Pandangan Pertama

65 4 5
                                    

Yogya, 03 Juni 2015

Dert... dert... drerrtt...
Getaran handphone di meja memenggal aktivitasku yang tengah asyik merapikan kost-an.

" Assalamu'alaikum Wr. Wb. Hy Ri ap kbar? Udh UAS? " pesan singkat dari Fedi.

" Alhamdulillah baik, udh nih, kamu? O iya kamu & anak2 apa kabar? " kuketikkan balasannya.

" Udh jg :D liburan nie ke Bogor gak? Fandy, Fikri bae, Fino blm tw dech blm ngehubungin nich -_- " ketikan alay-nya belum berubah sejak lima tahun lalu.

" Gak bisa ke Bogor tahun ini :( maaf yoo" emoticon sedih mengiringi pesan balasanku.

"Yaelah dari tahun kemarin jg gak ke Bogor, sekalinya libur lebaran jg kamu mudik, anak2 kangeeeuuun nich "

Tak kuasa jariku menyentuh papan tombol handphone. Fedi benar, sudah dua tahun ini aku tidak bertemu mereka. Hanya media sosial-lah tempatku menemui mereka. Sedih sih, tapi mau bagaimana lagi? Masih banyak kerjaan disini. Semenjak membuka usaha resto bersama Sandy, teman kost-ku, aku menjadi mahasiswa sekaligus pengusaha kecil-kecilan. Sebenarnya alasanku tidak ke Bogor bukan hanya gara-gara kesibukan ini, tapi juga aku menghindar. Menghindar dari kenangan masa SMA. Menghindar dari rasa itu.

Brugh.... Aduuuuh....

" Hahaha " mulutku refleks menertawakan Sandy yang terjatuh.

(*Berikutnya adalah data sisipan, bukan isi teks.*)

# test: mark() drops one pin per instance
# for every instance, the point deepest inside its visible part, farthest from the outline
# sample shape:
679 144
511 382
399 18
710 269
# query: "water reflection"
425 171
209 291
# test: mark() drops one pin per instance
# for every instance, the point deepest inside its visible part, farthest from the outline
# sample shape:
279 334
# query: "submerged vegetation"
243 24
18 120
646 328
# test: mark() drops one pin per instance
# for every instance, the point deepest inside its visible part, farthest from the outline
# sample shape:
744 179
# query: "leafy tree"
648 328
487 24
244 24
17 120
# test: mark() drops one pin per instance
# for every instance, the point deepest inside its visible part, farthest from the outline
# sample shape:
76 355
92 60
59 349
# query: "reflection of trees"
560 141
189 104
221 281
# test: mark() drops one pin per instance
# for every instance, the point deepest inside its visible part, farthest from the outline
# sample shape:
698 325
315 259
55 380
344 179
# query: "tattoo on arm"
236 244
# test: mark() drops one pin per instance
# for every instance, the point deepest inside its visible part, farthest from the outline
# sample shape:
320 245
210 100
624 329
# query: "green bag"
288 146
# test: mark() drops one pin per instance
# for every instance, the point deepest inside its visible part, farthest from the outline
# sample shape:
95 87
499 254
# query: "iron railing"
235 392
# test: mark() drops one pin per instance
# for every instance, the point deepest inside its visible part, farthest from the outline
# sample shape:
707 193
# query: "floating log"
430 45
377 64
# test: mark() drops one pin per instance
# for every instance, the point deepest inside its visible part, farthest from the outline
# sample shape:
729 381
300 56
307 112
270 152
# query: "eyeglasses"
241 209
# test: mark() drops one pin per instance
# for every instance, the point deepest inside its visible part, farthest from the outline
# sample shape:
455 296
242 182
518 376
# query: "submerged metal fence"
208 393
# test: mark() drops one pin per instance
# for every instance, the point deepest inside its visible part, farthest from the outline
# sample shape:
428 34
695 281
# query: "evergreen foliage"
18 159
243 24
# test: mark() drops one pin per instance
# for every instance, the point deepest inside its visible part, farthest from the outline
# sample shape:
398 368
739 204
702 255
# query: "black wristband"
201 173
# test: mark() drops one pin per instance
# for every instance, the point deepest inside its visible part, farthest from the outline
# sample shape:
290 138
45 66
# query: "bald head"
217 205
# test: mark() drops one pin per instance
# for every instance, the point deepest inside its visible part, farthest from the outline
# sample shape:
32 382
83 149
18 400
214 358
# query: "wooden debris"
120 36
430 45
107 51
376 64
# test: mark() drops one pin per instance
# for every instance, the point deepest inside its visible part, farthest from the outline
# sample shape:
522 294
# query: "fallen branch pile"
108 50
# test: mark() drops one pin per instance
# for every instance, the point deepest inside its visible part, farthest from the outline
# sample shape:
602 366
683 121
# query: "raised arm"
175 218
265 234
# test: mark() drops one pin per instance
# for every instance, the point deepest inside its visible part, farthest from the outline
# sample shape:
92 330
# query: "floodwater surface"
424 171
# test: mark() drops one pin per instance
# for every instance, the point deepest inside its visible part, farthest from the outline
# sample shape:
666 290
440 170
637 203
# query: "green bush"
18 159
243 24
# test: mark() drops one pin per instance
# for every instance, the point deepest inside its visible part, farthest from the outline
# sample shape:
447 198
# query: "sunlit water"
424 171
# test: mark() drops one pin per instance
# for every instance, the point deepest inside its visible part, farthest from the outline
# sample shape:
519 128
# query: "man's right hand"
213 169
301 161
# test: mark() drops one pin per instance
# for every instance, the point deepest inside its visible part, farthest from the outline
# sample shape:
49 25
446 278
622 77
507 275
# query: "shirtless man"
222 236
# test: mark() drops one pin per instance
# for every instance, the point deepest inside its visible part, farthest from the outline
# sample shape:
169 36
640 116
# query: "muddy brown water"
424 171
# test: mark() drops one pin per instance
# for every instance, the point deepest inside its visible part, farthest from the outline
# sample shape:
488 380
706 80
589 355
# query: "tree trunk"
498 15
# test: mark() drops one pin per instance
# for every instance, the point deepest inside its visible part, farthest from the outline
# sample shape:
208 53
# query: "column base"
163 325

" Parah bukannya ditolongin malah diketawain! " ujar Sandy tertatih.

Kata-kata itu, mengingatkanku pada kenangan di masa SMA, mengingatkanku pada dia. Tiba-tiba memory otakku memutar kenangan lima tahun silam.

Bogor, 07 Agustus 2010

" Bukannya ditolongin malah diketawain, parah banget nih Fachri " ujar Fandy menasihatiku yang tengah asyik menertawakan seseorang yang terjatuh.

Aku hanya terdiam membalas nasihat Fandy. Sebenarnya kalau bukan dia yang terjatuh, aku bisa saja menahan tawaku. Tapi, kali ini dia. Gadis yang kemarin menertawakan aku saat terjatuh di perpustakaan.
Kulihat perlahan Fino mendekati gadis itu dan menjulurkan tangan untuk membantunya bangkit. Namun, gadis itu tak membalas uluran tangan Fino.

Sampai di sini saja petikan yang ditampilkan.